The Admiralty Court in London has found a handysize bulker mainly responsible for a serious collision involving an Awilco LNG carrier off Singapore in 2019.

This is despite an admission from the gas vessel’s master immediately after the incident that “we f***ed up”.

Norway’s Awilco LNG has always maintained that its 156,000-cbm WilForce (built 2013) was struck by the 39,300-dwt newly built open-hatch bulker Western Moscow (built 2019). The gas carrier, which was in ballast, spent months under repair.

Judge Sir Nigel Teare has now ruled that the bulker, owned by Ratu Shipping and on its maiden voyage, is liable for 75% of the £14m ($17.6m) damage costs.

The judgment includes a transcript of conversations between the vessels and Singapore’s vessel traffic information system (VTIS).

As a collision became more of a possibility, VTIS said to the Wilforce: “Take early action eh. Keep lookout. You’ve this Western Moscow. Starboard bow, going to the westbound traffic lane.”

The Awilco LNG master replied: “But I cannot stop ship now. I cannot slow down now. It’s going now very quick. I am very close to him now and I’ve this towing system here. I cannot ... I am slowing down ... but it’s crazy.”

The captain then told the Western Moscow: “We are going to crash. Go to starboard now.”

But the port bow of the bulker struck the port side of the Wilforce at an angle of about 50 degrees.

After the collision, the master of the Wilforce said on the bridge: “We f***ed up.” But he also blamed the Western Moscow, saying it “did not turn”.

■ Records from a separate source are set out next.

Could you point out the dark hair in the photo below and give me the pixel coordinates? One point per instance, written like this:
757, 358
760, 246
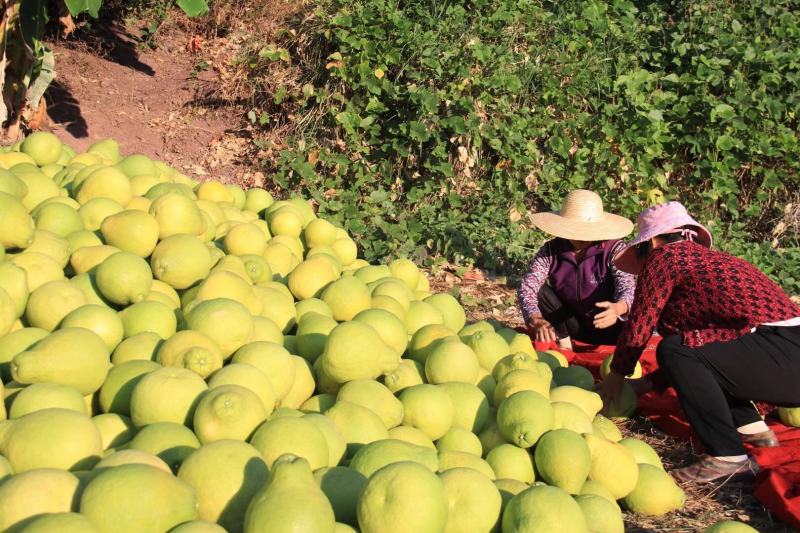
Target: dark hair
643, 249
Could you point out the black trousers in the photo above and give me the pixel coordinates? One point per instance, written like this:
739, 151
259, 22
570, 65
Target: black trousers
717, 382
570, 324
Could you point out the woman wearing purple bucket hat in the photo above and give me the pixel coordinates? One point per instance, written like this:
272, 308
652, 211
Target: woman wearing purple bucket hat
731, 336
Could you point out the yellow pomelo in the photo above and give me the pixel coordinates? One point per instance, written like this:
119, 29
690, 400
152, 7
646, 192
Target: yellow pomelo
124, 278
87, 258
511, 462
166, 395
375, 397
312, 333
421, 314
297, 436
429, 409
411, 435
115, 430
225, 321
390, 329
460, 440
42, 146
177, 214
403, 497
155, 317
451, 361
98, 318
162, 501
474, 502
58, 218
603, 515
115, 394
543, 509
569, 416
225, 476
41, 492
407, 374
131, 231
180, 261
228, 412
16, 225
303, 386
523, 417
170, 441
72, 356
142, 346
612, 465
108, 183
52, 438
273, 360
655, 494
214, 191
393, 288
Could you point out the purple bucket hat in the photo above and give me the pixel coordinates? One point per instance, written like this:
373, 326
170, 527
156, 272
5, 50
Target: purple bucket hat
670, 217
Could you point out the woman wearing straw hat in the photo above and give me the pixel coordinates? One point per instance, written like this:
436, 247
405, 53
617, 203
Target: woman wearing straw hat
572, 289
731, 336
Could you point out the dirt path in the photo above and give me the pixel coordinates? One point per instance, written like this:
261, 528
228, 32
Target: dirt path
144, 99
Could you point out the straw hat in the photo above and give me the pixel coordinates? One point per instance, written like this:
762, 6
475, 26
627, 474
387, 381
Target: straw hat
582, 218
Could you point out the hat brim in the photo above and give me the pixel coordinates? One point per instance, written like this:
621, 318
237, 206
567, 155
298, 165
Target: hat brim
608, 227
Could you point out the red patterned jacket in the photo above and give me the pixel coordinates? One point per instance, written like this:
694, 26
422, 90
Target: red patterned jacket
705, 295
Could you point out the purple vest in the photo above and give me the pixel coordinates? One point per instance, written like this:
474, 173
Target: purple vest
580, 286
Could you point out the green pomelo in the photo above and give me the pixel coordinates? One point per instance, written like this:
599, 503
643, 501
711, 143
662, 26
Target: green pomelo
429, 409
166, 395
563, 460
460, 440
115, 430
375, 397
171, 442
569, 416
489, 347
52, 438
374, 456
273, 360
523, 417
104, 321
124, 278
162, 501
228, 412
613, 466
142, 346
511, 462
474, 503
41, 492
45, 396
451, 361
602, 515
403, 497
192, 350
50, 303
225, 476
655, 494
72, 356
297, 436
180, 261
544, 509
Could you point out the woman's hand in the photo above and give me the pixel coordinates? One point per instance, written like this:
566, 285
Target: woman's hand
609, 317
543, 329
610, 389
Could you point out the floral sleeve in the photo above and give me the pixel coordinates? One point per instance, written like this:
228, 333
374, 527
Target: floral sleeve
532, 282
624, 283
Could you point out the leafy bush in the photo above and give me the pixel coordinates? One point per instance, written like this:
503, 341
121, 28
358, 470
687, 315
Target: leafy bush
435, 127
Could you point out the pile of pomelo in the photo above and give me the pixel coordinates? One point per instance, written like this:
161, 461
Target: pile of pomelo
193, 357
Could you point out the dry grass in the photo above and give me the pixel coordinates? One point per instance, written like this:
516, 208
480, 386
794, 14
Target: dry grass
491, 299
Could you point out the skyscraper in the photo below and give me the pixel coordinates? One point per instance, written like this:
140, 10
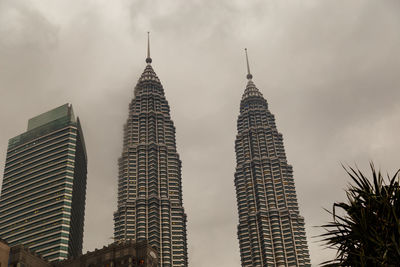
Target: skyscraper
270, 231
150, 185
42, 203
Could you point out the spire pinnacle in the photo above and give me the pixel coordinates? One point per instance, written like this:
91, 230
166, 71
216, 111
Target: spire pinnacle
249, 76
148, 59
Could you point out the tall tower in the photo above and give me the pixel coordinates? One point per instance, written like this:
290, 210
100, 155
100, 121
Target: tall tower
271, 230
150, 185
42, 203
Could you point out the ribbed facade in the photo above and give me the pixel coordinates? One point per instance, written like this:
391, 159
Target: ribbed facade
42, 201
149, 186
270, 231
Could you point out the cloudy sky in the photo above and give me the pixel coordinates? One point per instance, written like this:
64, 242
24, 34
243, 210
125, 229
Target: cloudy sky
329, 70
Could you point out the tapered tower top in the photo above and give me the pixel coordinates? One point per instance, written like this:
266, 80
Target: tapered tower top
249, 76
148, 59
251, 89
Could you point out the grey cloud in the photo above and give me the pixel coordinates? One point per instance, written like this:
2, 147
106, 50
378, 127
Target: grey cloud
329, 70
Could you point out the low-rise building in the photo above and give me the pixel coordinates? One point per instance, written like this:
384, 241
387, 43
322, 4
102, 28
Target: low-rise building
119, 254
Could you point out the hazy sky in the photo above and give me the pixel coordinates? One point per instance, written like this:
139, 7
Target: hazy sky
330, 71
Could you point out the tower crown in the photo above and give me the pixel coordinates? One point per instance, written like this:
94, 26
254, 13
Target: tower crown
251, 89
148, 59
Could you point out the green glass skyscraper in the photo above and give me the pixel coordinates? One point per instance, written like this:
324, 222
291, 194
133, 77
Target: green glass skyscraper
42, 201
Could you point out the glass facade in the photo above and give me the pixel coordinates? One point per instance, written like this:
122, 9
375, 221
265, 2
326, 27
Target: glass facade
270, 231
42, 199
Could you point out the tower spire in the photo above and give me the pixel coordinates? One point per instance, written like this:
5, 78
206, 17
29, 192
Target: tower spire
249, 76
148, 59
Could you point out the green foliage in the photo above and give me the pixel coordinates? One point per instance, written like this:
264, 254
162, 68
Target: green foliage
368, 232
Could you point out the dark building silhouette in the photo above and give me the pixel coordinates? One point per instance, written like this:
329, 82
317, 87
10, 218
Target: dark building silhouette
122, 254
42, 203
270, 231
150, 203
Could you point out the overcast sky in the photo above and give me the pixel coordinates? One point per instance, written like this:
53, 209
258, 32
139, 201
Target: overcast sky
329, 70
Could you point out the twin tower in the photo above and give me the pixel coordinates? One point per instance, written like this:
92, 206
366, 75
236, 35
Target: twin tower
150, 207
270, 231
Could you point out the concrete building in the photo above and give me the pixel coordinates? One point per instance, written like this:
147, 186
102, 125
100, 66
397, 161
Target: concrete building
270, 231
122, 254
21, 256
42, 202
150, 205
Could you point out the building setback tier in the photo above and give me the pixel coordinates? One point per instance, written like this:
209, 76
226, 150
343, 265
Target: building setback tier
149, 185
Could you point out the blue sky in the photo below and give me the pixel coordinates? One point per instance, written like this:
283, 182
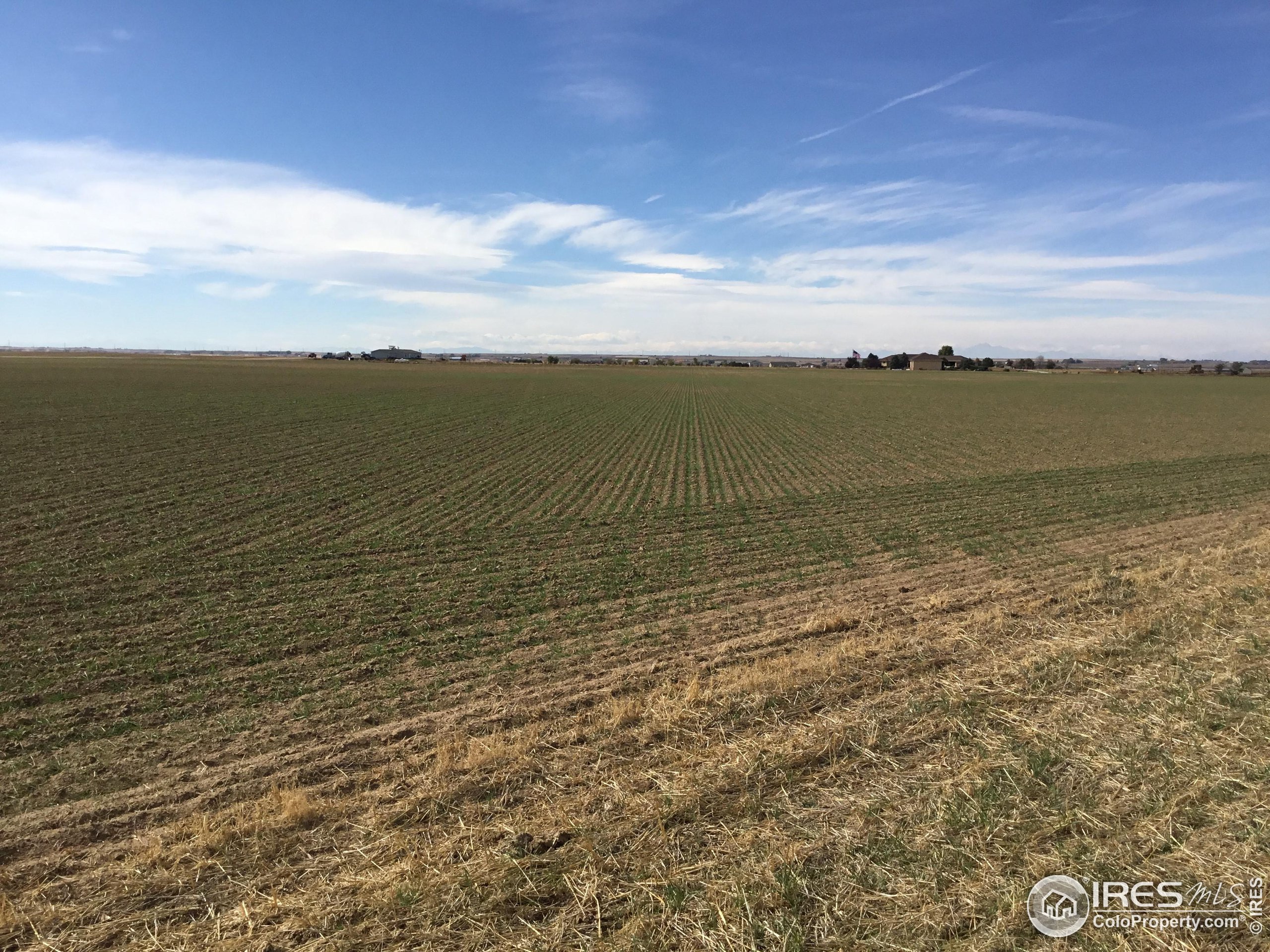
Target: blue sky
638, 177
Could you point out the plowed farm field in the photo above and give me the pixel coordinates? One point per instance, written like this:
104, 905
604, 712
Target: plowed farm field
232, 581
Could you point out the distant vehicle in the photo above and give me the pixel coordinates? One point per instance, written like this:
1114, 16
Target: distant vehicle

‘Very poor’ bulker lookout

Teare said the lookout on board the Western Moscow was “very poor”.

“Given that Western Moscow was navigating within the southern part of the Precautionary Area and intent on joining the westbound traffic lane, this poor lookout was particularly blameworthy,” the judge added.

The failure of the Wilforce to reduce speed substantially was the result not of a poor lookout but of the vessel’s failure to comply with the local rule requiring it to be in a state of “maximum manoeuvring readiness”, the judgment said.

This breach of Rule 6 of the Collision Regulations was particularly blameworthy because the Wilforce was approaching the Precautionary Area.

So each vessel breached an important obligation, the one to keep a good lookout and the other to proceed at a safe speed, the judge ruled.

The Western Moscow’s poor lookout was especially striking because the bulker was turning to port on to a westerly heading in the southern half of the Precautionary Area towards a vessel proceeding easterly in the southern half of the Precautionary Area where eastbound vessels would be expected.

By contrast, Wilforce appreciated the risk of collision because the vessel was keeping a good lookout, Teare found.

The LNG ship’s fault lay in the reaction to the risk of collision created by the bulker, although the Wilforce’s ability to react was limited by its own prior fault regarding speed.